Methods: We evaluated the use of organs from SARS-CoV-2 donors between 6/17/2021 to 2/24/2022. 18 patients were transplanted with SARS-CoV-2-positive donor (COVID+) organs: 3 heart, 4 liver, and 11 kidney recipients. SOT recipients were tested for presence of SARS-CoV-2 by RT-PCR prior to and after their operations. Induction immunosuppression was standard and not altered from protocol. Postoperatively, recipients were kept in modified droplet precautions and received post-exposure treatment recommended by Transplant Infectious Disease. Treatment regimens included remdesivir and monoclonal antibodies directed against SARS-CoV-2 (Figure 1). Perioperative and post discharge care was administered by a multidisciplinary care team with no significant alterations in care protocols.

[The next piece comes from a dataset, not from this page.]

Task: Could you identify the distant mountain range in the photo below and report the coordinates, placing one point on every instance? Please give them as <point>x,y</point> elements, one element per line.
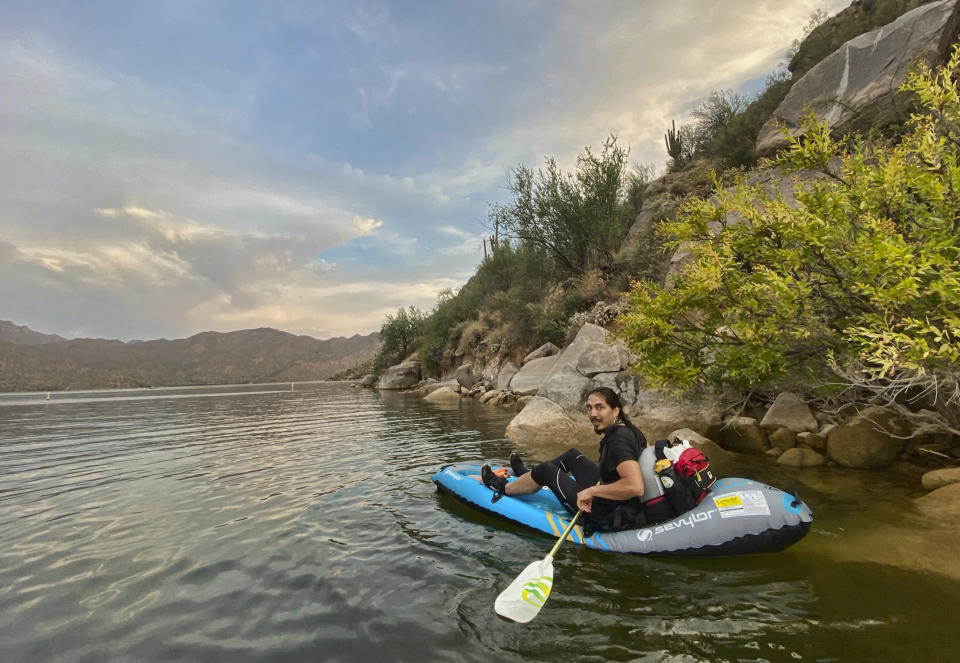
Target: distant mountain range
<point>31,361</point>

Results: SOT recipients of COVID+ organs at our institution have not experienced any significant morbidity or mortality from SARS-CoV-2. All patients are alive at current follow up with excellent allograft function with a median follow up for heart, liver, and kidney recipients of 235, 67, and 86 days respectively. All patients were vaccinated except for one liver patient who was status 1A due to fulminant acute liver failure. 13/18 patients had post-operative nasopharyngeal swabbing for RT-PCR based viral testing and two tested positive for SARS-CoV-2 at POD #8. Neither patient experience clinical symptoms of disease. Use of of SARS-CoV-2 did not appear to increase inpatient hospital stay. Median LOS for heart, liver, and kidney recipients was 40, 12.3, and 7.4 days respectively. Neither pre-transplant vaccination, use of COVID+ organs, nor post exposure prophylaxis resulted in increased risk of immunologic complications as only one recipient (heart) has experienced an acute cellular rejection episode to date
Conclusion: Our experience indicates that COVID+ organs can be utilized successfully. The decision to use these organs was based on organ quality, individual patient need at the time the organ offer was made and whether a potential similar quality, COVID negative organ would be available to the patient in the near future. As evidenced by our data, successful use of COVID+ organs is dependent on multidisciplinary wait list and perioperative management to ensure appropriate donor:recipient selection and mitigation of transmission risk with use of post-exposure prophylaxis.